Мы часто играли в эту игру после секса: был даже приз за самую оригинальную выдумку. Наши фантазии были как коктейли. У нас были фантазия недели, специальное предложения дня и тематическая ежемесячная фантазия. Все это было безобидным юмором, да и большинство выдумок были такими идиотскими, что в конце концов мы просто смеялись до колик.

— Самая сокровенная? — спросила я.

— Да, — ответил он. — Такая, которую ты бы обязательно хотела осуществить в этой жизни.

Я напрягла мозги, пытаясь припомнить самую интересную. У меня был большой выбор, но если честно, мне хоть было и забавно о них думать, я не была уверена, что мне хочется осуществить их физически. Ну ладно, Купер, надо подыграть.

— Наверное, та, где я занимаюсь сексом в комнате, полной незнакомых людей, — вот это было бы интересно.

Ошибка. Большая ошибка.

Через неделю у нас был выходной, и мы с Джо, как обычно, пошли в бар на окраине района красных фонарей. Выпив шесть с лишним коктейлей, мы ушли, и Джо подвел меня к неприметной двери в переулке недалеко от Лейдсеплейн. Он постучал в дверь. Через пару минут дверь открыл сумрачный субъект с английским акцентом и в плохом парике.

Он проводил нас в комнату. Я прошла десять футов и примерзла к месту. Тут все были голые! У барной стойки было полно людей, потягивающих коктейли и болтающих, как будто их вид был самым что ни на есть естественным (хотя так оно и есть, наверное). Матерь Божья, у нас в Глазго таких баров сроду не было. К тому же здесь стоял адский холод.

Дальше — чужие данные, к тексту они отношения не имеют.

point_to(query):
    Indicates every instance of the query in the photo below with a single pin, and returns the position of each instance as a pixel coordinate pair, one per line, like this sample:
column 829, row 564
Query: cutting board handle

От потрясения я моментально протрезвела. Оглядела комнату. Боже мой, в углу парочка занимается сексом, и никто даже бровью не повел! Джо обнял меня:

— Твоя фантазия, Карли. Мы можем делать все, что захотим.

Тогда, может, побежим к выходу? Я сделала глубокий вдох. Я справлюсь, подумала я. Я же космополит, гражданин мира. И разве я не за тем приехала в Амстердам, чтобы найти приключения и новые впечатления?

Как обычно в момент кризиса, перед глазами у меня материализовалась мама. Ей даже не надо было ничего говорить: она просто надула губы и нахмурилась, покачивая головой.

Мы сдали одежду в гардероб и прошли к бару. Все это было странно. Выше шеи создавалось впечатление, что в комнате полно юристов, учителей и докторов, но ниже все выглядело как вечеринка в колонии нудистов. И я в самом ее пекле, на каблуках и с улыбкой на лице. И почему я сорвалась, когда в последний раз сидела на диете? Пухлые части моего тела подрагивали. Так, еще пара глубоких вдохов… Я так втянула живот, что мышцы пресса грозили оборваться. И тут кое-что поняла. На меня никто не смотрел. Никто не обследовал мои бедра на предмет целлюлита и не показывал в ужасе на размер моей задницы. Я захихикала.

— Что? — спросил Джо. — Ты что смеешься?

Я уже заливалась, надрывая свой голый живот.

— Не могу поверить, что я это делаю. Если бы девчонки меня сейчас увидели, быть мне в психушке!

Я попыталась увидеть во всем этом какой-то сексуальный подтекст, но это было так нелепо, что мы решили поиграть в порнографических шпионов и пообниматься за колонной, где, я удостоверилась, нас никто не видел. Это было лучше, чем вечер в комедийном клубе.

Наконец мы пришли домой и завалились в кровать, все еще хихикая, как дети во время первого урока сексуального образования. Джо притянул меня к себе:

— Расскажи мне еще о какой-нибудь фантазии, Купер.